Sommet UE-Chine : chronique d’un échec annoncé, par Cécile Maisonneuve

Le sommet UE-Chine du 24 juillet s’annonce déjà comme un rendez-vous manqué. Tandis que l’attention européenne se cristallise obsessionnellement sur les fluctuations trumpiennes et leurs répercussions transatlantiques, une réalité stratégique tout aussi déterminante s’impose : la relation sino-européenne est en crise. L’enjeu est majeur car, si l’imprévisibilité américaine concerne la croissance à court et moyen terme du Vieux Continent, la question chinoise touche aux fondements mêmes de la souveraineté industrielle européenne. Comment concevoir une autonomie énergétique durable quand Pékin contrôle 70 % de la production mondiale des matériaux critiques ? Comment prétendre à une décarbonation souveraine tout en demeurant tributaire des chaînes d’approvisionnement chinoises pour les technologies propres ?

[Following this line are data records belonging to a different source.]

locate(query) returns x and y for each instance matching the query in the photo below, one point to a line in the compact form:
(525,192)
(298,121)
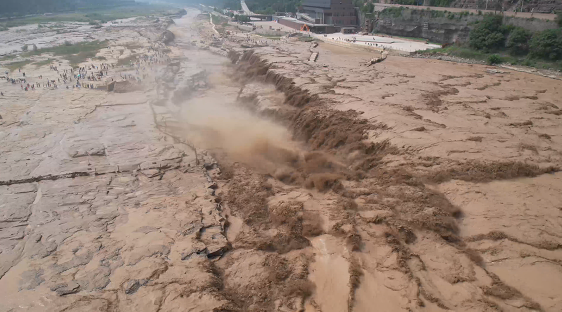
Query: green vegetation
(469,53)
(368,8)
(488,34)
(272,6)
(15,65)
(518,41)
(493,42)
(392,12)
(547,44)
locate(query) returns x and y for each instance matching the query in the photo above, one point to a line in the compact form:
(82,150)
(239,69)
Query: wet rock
(31,279)
(66,288)
(133,285)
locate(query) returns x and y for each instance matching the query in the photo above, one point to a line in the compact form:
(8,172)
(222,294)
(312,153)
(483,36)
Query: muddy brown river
(239,176)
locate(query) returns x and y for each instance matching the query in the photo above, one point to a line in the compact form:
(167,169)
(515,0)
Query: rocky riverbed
(236,175)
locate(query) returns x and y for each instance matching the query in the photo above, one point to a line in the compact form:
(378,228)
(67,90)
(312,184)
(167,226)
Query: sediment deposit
(240,176)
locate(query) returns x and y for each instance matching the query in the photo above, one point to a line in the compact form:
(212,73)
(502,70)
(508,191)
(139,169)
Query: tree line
(26,7)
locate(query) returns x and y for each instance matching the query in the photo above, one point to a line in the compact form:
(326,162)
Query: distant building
(336,12)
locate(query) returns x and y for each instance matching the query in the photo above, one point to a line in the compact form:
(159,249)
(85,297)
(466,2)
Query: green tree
(488,34)
(369,7)
(547,44)
(518,41)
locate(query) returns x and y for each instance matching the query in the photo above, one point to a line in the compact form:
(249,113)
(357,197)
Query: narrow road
(551,17)
(245,8)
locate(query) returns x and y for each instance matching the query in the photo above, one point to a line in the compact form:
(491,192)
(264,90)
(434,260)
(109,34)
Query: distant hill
(25,7)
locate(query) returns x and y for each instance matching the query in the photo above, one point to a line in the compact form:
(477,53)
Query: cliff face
(442,27)
(538,6)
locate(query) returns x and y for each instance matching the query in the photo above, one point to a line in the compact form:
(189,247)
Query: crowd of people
(92,75)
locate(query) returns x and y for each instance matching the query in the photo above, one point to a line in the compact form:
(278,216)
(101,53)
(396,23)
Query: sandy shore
(236,175)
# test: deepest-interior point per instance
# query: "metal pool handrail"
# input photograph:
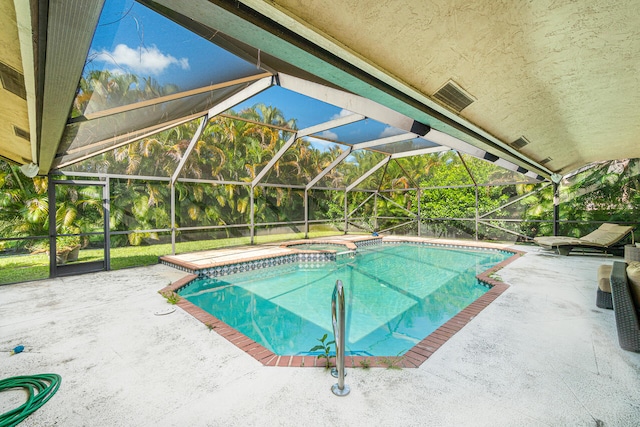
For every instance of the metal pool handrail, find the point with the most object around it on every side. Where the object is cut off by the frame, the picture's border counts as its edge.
(338, 320)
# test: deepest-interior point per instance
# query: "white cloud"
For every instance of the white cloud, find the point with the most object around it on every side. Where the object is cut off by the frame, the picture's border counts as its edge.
(143, 60)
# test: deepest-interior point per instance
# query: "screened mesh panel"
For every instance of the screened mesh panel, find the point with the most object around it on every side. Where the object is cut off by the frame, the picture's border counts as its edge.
(206, 204)
(139, 205)
(404, 146)
(361, 131)
(442, 169)
(485, 172)
(326, 205)
(276, 204)
(303, 161)
(82, 133)
(132, 60)
(156, 155)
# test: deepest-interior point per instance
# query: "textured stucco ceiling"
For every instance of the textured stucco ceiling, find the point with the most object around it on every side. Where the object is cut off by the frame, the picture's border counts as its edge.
(563, 74)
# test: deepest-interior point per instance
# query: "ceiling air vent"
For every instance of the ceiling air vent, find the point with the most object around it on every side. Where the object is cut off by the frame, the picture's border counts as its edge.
(21, 133)
(519, 143)
(12, 81)
(454, 96)
(545, 161)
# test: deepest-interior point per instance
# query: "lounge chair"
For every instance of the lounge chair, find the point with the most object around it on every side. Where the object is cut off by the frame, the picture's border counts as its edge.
(604, 238)
(625, 289)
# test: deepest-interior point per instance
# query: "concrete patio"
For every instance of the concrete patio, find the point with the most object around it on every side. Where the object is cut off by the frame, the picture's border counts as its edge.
(542, 354)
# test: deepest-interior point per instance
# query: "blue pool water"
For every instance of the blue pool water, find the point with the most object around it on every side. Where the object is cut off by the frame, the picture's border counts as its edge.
(395, 294)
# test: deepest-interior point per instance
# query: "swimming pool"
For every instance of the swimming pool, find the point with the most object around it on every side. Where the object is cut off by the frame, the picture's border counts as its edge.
(319, 247)
(396, 295)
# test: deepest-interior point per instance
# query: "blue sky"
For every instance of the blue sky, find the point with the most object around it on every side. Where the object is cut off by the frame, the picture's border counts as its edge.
(131, 38)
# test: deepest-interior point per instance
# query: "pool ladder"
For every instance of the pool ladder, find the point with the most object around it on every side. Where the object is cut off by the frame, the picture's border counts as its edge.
(338, 320)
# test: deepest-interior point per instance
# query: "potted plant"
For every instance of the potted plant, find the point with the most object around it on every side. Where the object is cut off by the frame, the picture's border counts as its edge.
(67, 249)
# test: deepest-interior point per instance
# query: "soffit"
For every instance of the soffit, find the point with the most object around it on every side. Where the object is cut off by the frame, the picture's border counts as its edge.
(562, 74)
(13, 114)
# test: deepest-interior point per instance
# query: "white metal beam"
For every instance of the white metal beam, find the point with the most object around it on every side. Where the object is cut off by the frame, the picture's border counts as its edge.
(326, 170)
(273, 161)
(383, 141)
(246, 93)
(341, 121)
(187, 152)
(348, 101)
(420, 152)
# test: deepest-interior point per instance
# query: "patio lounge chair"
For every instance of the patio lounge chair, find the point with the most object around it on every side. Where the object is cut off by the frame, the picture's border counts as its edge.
(625, 290)
(604, 238)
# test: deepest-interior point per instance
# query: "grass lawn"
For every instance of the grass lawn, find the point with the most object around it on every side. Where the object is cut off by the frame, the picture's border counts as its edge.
(23, 268)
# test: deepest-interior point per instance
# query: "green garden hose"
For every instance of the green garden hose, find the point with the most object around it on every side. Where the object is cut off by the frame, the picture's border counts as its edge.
(40, 389)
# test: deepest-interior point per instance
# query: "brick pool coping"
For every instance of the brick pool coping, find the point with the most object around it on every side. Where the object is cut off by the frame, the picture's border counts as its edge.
(413, 358)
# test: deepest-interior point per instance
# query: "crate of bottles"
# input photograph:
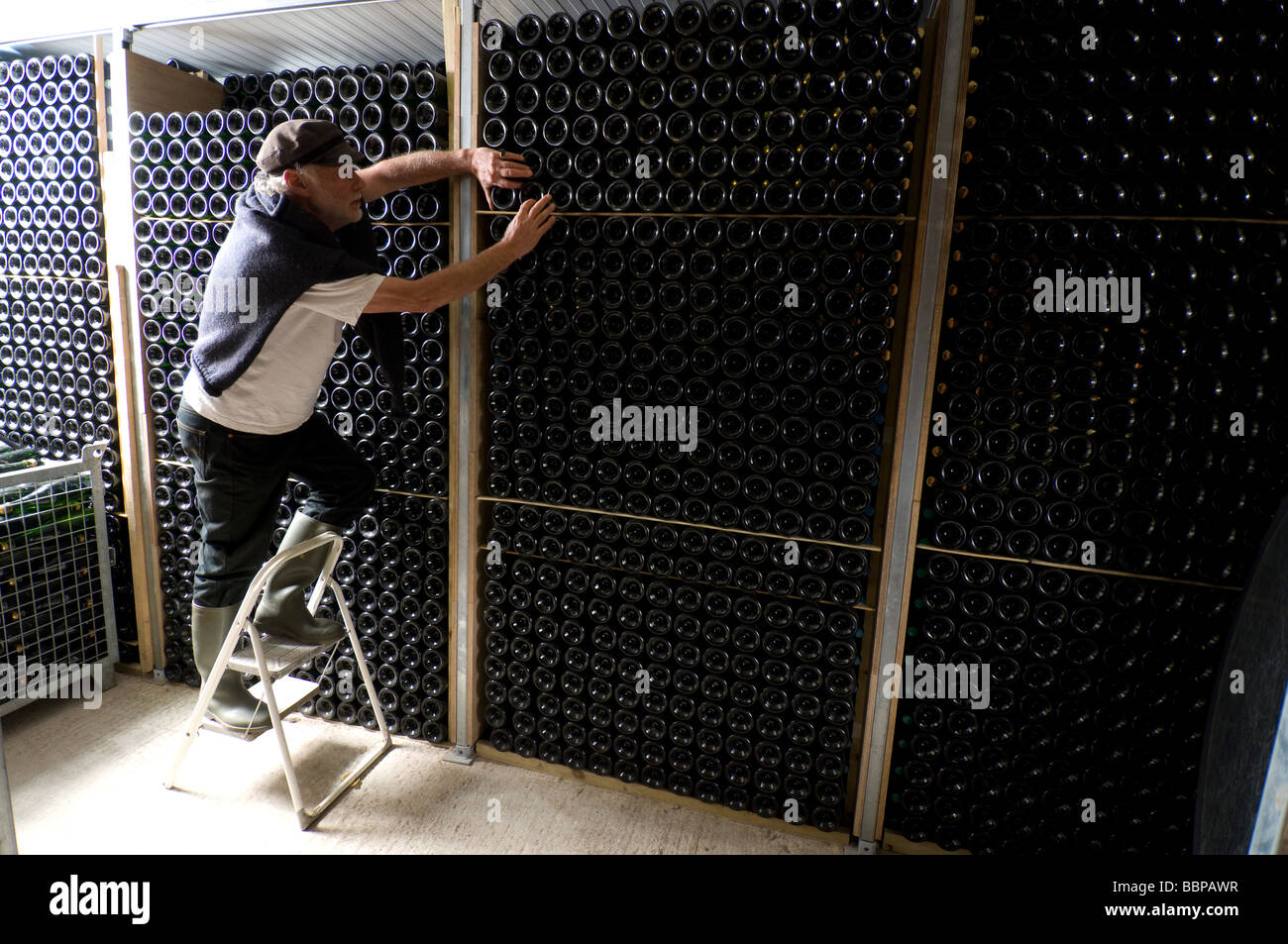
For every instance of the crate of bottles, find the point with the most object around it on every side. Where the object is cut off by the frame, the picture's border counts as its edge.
(56, 618)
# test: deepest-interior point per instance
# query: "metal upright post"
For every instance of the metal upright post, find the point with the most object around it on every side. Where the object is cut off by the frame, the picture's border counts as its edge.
(463, 336)
(8, 837)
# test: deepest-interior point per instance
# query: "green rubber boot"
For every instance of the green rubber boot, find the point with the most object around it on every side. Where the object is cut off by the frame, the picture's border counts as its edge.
(282, 610)
(232, 704)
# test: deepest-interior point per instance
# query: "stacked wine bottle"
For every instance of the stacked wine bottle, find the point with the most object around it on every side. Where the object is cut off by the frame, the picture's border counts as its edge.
(1140, 433)
(1136, 117)
(730, 252)
(764, 110)
(56, 377)
(1089, 737)
(188, 170)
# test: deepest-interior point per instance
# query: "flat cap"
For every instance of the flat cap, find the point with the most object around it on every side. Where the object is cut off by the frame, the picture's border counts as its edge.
(304, 141)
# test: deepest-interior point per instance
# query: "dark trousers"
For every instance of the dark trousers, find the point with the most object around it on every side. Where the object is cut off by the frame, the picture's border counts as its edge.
(241, 478)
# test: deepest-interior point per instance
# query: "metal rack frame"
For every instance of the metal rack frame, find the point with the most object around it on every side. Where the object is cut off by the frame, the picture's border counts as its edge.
(89, 464)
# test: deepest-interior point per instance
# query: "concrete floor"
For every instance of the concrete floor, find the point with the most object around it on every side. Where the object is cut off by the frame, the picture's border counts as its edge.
(90, 782)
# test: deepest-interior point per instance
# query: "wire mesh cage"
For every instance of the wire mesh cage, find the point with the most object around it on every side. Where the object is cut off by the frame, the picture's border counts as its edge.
(56, 616)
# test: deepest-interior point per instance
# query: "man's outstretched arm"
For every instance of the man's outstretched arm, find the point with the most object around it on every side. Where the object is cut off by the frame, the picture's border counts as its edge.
(456, 281)
(492, 168)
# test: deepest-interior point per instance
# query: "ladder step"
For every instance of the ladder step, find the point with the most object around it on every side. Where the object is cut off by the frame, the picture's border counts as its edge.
(282, 656)
(290, 693)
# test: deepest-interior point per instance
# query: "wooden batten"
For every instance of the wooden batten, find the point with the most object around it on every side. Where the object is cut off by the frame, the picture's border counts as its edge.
(455, 436)
(156, 88)
(894, 432)
(477, 517)
(913, 428)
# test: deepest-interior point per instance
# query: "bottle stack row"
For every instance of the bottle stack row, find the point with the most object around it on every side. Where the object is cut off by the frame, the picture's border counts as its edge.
(1108, 398)
(188, 170)
(56, 377)
(763, 110)
(688, 389)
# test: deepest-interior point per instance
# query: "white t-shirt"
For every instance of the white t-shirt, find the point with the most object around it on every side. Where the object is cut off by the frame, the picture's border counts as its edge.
(279, 387)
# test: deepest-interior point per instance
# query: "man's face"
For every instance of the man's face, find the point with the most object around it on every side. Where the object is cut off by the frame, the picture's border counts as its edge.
(334, 194)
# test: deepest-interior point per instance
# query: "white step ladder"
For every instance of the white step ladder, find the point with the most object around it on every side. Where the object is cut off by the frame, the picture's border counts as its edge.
(273, 660)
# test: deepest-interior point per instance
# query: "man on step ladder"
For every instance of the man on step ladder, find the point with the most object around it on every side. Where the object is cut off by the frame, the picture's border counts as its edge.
(300, 262)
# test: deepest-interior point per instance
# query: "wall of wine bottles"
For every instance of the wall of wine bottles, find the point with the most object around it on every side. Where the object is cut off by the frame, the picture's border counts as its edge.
(56, 374)
(187, 171)
(1099, 475)
(687, 610)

L’Institut Montaigne, dans son récent rapport sur les dépendances stratégiques européennes aux cleantech chinois, dresse un constat sans appel sur la subordination technologique de l’Europe à la Chine. Quelques chiffres : 97 % des panneaux solaires importés par l’UE proviennent de Chine, 43,8 % des batteries de véhicules électriques suivent la même route.

Fuite en avant économique

Le sommet de juillet concentre ces contradictions. D’un côté, une Union européenne acculée à la fois par ses ambitions climatiques et ses impératifs de souveraineté industrielle. De l’autre, une Chine engagée dans une fuite en avant économique où les surcapacités industrielles massives – 1,065 milliard de tonnes d’acier, 861 GW de capacité solaire – menacent de submerger les marchés mondiaux tout en servant de levier géopolitique. La défense européenne de tarifs douaniers sur les véhicules électriques chinois (37,6 %) illustre parfaitement cette impasse stratégique. Ces mesures, nécessaires pour protéger l’industrie européenne naissante, arrivent avec un retard considérable face à un adversaire qui a méthodiquement construit sa domination depuis deux décennies. Mais elles risquent de provoquer des représailles chinoises sur l’accès aux terres rares, plongeant l’Europe dans un dilemme cornélien entre protection industrielle et sécurité d’approvisionnement.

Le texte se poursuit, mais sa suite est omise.